I moan, and the twins turn, surprised that I'm awake. "Bill," one says, though I can't decipher who. Their voices are beginning to blend together, I can't tell one from the other.
     "Stupid triangle!" I hear voices from the next room over. "If he knew what was good for him, he woulda never left the Shack!"
     "I agree," a voice responds. Sixer? "With him around, the kids could get hurt. Sick or not, he's not safe, no matter what the kids say or what he says."
     "He's right," I murmur. "I haven't really changed. I never did. Only the desperate human part of myself thought so..." I sigh as I confess to Pine Tree and Shooting Star.
"No," Mabel whispers. "No! I saw you- I saw you change! These past few days... have been so exciting. Sure, I know you're still kind of a demon, and I know you're still dangerous, but... you said yourself that you wanted to change! That you didn't want to hurt us! Was that all a lie? We've done so much for you!"
Her tone of voice breaks my heart, but that's just my human self thinking. I have to let go. I have to embrace who I used to be. "Shooting Star- Mabel- no! Yes! Stop it! No, no! Argh! Let go, let go!" I begin to writhe as Dipper and Mabel look on in shock. I believe Stanley and Stanford have entered the room. I cry out as pulses of pain spread throughout my vulnerable body. My hand flies to my head as pangs of pain overtake me. I struggle to maintain my breath. No! Not again!
As soon as it had come on, it has stopped. I lay still, breathing hard, my hand to my chest. "What happened?!" Dipper asked, his voice sounding panicky. He and Mabel have grasped hands.
As I struggle to retain my breath, I answer weakly, "T-this is what happened when you found me outside. When I developed the f-fever. I-it was much worse that time. M-myself... I-I feel... the new human part of me contradicts so much with my demonic self. And I can't control it. It- it hurts."
     After a few moments of silence, Ford says, "Impossible! You don't even have a split personality! It's almost as if... your soul is stuck between two places, two bodies, even."

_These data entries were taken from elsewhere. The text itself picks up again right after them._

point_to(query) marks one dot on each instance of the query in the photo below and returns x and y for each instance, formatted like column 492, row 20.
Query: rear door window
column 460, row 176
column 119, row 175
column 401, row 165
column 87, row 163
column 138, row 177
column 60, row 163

     I groan in despair. I'm going to die like this. What a dumb way to die. My own soul can't even decide which part of myself it agrees with. If only... hm... oh, that's not a bad idea... if only I can find my old stone form, everything will be back to normal. But the others can't know. They'll keep me from my fun. But I don't want to be stuck in this miserable body for the short remainder of my human life. But there's no way I can leave this house without them stopping me. I'm sure they're going to be extra cautious after what's just happened. I'm going to have to trick them in having to have to let me out of this stuffy shack.
     I fake dizziness and I moan again. "Unghh... I think I'm going to be sick... can I get some fresh air?"
     "Oh, of course!" The twins rush me outside, the older set following close behind. Now how to get them off my tail?
     "Much better," I sigh. "Hey, now that we're out here, why not have a look around the place? It's been awhile and I think I could use some stretching with this limited human body of mine. And anyway, I'm not feeling as bad- perhaps my fever is going away?" That wasn't a lie. I still felt weak, but better than I had before. The four take a cautious look at each other.
     "Fine," Stanley says finally. "But if you wander one step away from us, chump-" he makes a slicing motion across his neck.
     "Got it," I say. I'm going to have some quick planning to do.